Step 2: Upload to S3

Use the signed URL to upload your file directly to S3. Include the headers returned in the previous step.
curl -X PUT "${SIGNED_URL}" \
  --data-binary @document.pdf

Step 3: Create or Reuse Document and Attach to Session

After the file is uploaded to S3, create (or reuse) workspace-scoped document(s) and attach them to your extraction session. Use the uploaded key(s) from Step 1.
POST /extractions/sessions/{sessionId}/documents/upload HTTP/1.1
Host: api.raydocs.com
Authorization: Bearer <token>
Content-Type: application/json

{
  "keys": ["tmp/abc123-def456-ghi789"]
}

Request Parameters

ParameterTypeRequiredDescription
keysarray[string]YesUpload key list returned from the signed URL request

Response

{
  "data": [
    {
      "id": "880e8400-e29b-41d4-a716-446655440000",
      "workspace_id": "660e8400-e29b-41d4-a716-446655440000",
      "filename": "invoice_001.pdf",
      "sha256": "6de7f6f5894c9f3fd1f6f8a4d1b3115d0d9b4b19d7a8a661f9fe90f9c2d80c3b",
      "status": "uploaded",
      "created_at": "2024-01-15T10:30:00Z"
    }
  ]
}
Upload/import is storage-only. Parsing is requested explicitly (reparse endpoint) or at extraction run time when required.
Deduplication is content-based at workspace scope.
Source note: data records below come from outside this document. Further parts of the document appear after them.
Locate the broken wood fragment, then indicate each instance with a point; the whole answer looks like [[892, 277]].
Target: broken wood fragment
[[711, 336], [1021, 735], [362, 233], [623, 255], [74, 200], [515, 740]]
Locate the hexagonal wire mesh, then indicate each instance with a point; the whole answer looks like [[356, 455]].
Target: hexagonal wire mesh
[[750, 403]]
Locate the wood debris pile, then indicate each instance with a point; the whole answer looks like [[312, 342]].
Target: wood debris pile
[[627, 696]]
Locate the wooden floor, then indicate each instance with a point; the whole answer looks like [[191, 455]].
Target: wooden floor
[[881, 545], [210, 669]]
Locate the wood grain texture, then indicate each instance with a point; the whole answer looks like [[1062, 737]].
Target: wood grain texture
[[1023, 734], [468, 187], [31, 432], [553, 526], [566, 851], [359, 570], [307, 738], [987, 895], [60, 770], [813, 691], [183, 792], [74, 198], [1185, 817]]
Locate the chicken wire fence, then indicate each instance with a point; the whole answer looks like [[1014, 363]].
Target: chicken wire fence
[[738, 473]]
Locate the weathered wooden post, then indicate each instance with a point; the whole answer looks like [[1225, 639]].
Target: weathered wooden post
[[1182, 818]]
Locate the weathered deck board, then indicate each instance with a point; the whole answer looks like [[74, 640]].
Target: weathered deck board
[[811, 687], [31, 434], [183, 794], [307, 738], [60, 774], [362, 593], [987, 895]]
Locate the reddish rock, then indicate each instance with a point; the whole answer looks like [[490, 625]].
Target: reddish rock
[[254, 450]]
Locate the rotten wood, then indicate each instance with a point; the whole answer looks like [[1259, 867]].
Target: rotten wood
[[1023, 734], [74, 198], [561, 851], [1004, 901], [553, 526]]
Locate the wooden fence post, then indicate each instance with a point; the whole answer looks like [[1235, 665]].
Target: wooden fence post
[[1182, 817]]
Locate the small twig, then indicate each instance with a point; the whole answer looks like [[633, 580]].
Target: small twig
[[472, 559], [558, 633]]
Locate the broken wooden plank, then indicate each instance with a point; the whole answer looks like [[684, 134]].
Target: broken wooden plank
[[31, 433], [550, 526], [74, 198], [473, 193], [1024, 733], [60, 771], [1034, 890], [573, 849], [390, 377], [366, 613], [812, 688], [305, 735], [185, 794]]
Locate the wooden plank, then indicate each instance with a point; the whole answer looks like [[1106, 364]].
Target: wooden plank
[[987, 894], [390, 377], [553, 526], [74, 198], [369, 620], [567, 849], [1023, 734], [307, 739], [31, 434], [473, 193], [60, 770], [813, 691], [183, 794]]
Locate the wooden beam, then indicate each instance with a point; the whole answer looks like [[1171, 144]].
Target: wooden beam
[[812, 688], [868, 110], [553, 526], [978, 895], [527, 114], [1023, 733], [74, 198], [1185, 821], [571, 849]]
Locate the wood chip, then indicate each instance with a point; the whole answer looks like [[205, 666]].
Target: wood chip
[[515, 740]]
If two uploads have the same bytes, Raydocs reuses the same document record even when filenames differ.

Complete Example

Here’s a complete example in JavaScript:
async function uploadDocument(sessionId, file, apiToken) {
    // Step 1: Get signed URL
    const signedUrlResponse = await fetch(
        "https://api.raydocs.com/vapor/signed-storage-url",
        {
            method: "POST",
            headers: {
                Authorization: `Bearer ${apiToken}`,
                "Content-Type": "application/json",
            },
            body: JSON.stringify({
                visibility: "private",
            }),
        }
    );

    const { url, key, headers } = await signedUrlResponse.json();

    // Step 2: Upload to S3
    await fetch(url, {
        method: "PUT",
        headers: headers,
        body: file,
    });

    // Step 3: Associate with session
    const documentResponse = await fetch(
        `https://api.raydocs.com/extractions/sessions/${sessionId}/documents/upload`,
        {
            method: "POST",
            headers: {
                Authorization: `Bearer ${apiToken}`,
                "Content-Type": "application/json",
            },
            body: JSON.stringify({
                keys: [key],
            }),
        }
    );

    return documentResponse.json();
}

Supported File Formats

PDF, images (PNG, JPEG, TIFF), and Office documents (DOCX, PPTX) are supported.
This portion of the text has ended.